Ao mesmo tempo, fundos de índice (ETFs, na sigla em inglês) reverteram algumas posições depois de serem pegos pela volatilidade, de acordo com dados compilados pela mesa de trading do Goldman Sachs (GS).
Neste contexto, a exposição líquida a ações em fundos hedge permaneceu baixa no 19º percentil de um intervalo de um ano; as posições “em caixa” (ativos de maior liquidez) em fundos mútuos aumentaram por 15 meses seguidos; e os chamados consultores de negociação de commodities deixaram de ficar comprados em cerca de US$ 130 bilhões em contratos futuros para assumirem apostas vendidas em torno de US$ 28 bilhões, mostram dados do banco de investimento.
“Parece que a maioria dos grupos de investidores teve algumas semanas difíceis”, escreveu Bobby Molavi, managing partner do Goldman, em nota. “Ainda há uma falta de convicção em quase todos os lugares”, mas, pelo menos, o posicionamento corresponde à percepção pela primeira vez neste ano.
No entanto ficar imóvel tem sido lucrativo ultimamente.
O S&P 500 encerrou uma segunda semana consecutiva de ganhos, quase eliminando todas as perdas de 8 de março, um dia antes do começo da quebra dos bancos regionais.
Embora os Treasuries de referência - títulos do Tesouro dos EUA de 10 anos - tenham desferido golpes contra investidores com posições vendidas, aguentar a pior volatilidade em quatro décadas teria produzido lucros consideráveis.
Com tantos fatores em jogo, sobram narrativas conflitantes. Embora a crise bancária possa levar a condições de financiamento mais rigorosas que prejudicam a economia, o espectro de uma recessão colocaria o Federal Reserve mais perto de encerrar sua agressiva campanha de combate à inflação.
Analistas que acompanham ações individuais praticamente não mudaram suas projeções para os lucros corporativos.

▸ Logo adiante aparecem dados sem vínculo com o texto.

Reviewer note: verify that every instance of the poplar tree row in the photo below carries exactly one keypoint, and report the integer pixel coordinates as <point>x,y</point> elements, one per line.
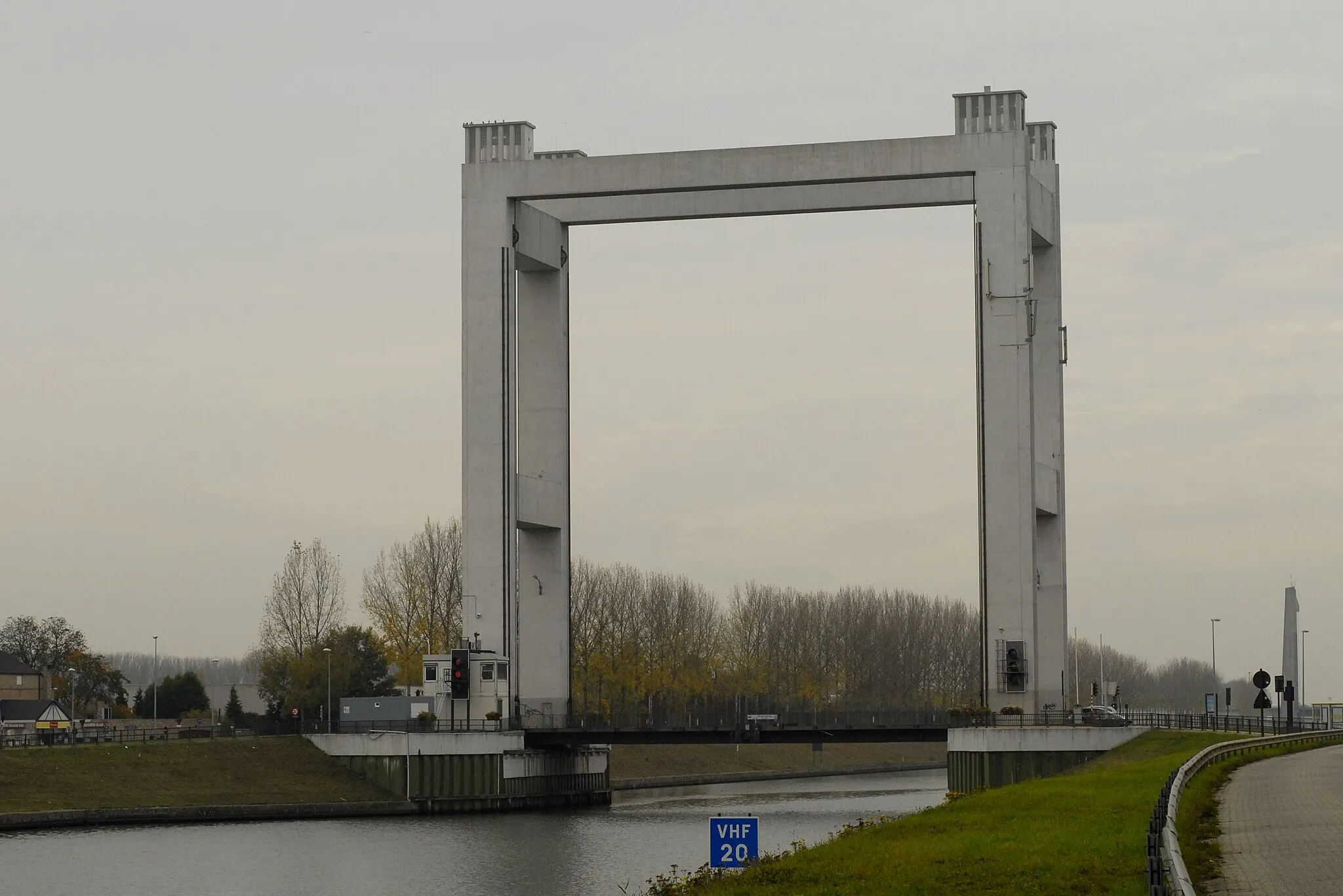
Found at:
<point>661,645</point>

Sua previsão agregada para 2023 para componentes do S&P 500 ficou perto de US$ 220 por ação na semana anterior à quebra dos bancos, incluindo o Silicon Valley Bank (SVB).
Com a temporada de balanços referente ao primeiro trimestre de 2023 programada para começar em cerca de duas semanas, é possível que muitos deles estejam aguardando projeções atualizadas das empresas antes de ajustar seus números.
“A economia e os mercados de trabalho dos Estados Unidos têm sido resilientes nos últimos nove meses, e os mercados extrapolaram isso” para refletir que os resultados corporativos também possam permanecer fortes, disse Nicholas Colas, cofundador da DataTrek Research.
“Os balanços do primeiro trimestre e os guidances - que obteremos na primeira metade do segundo trimestre - testarão essa teoria.”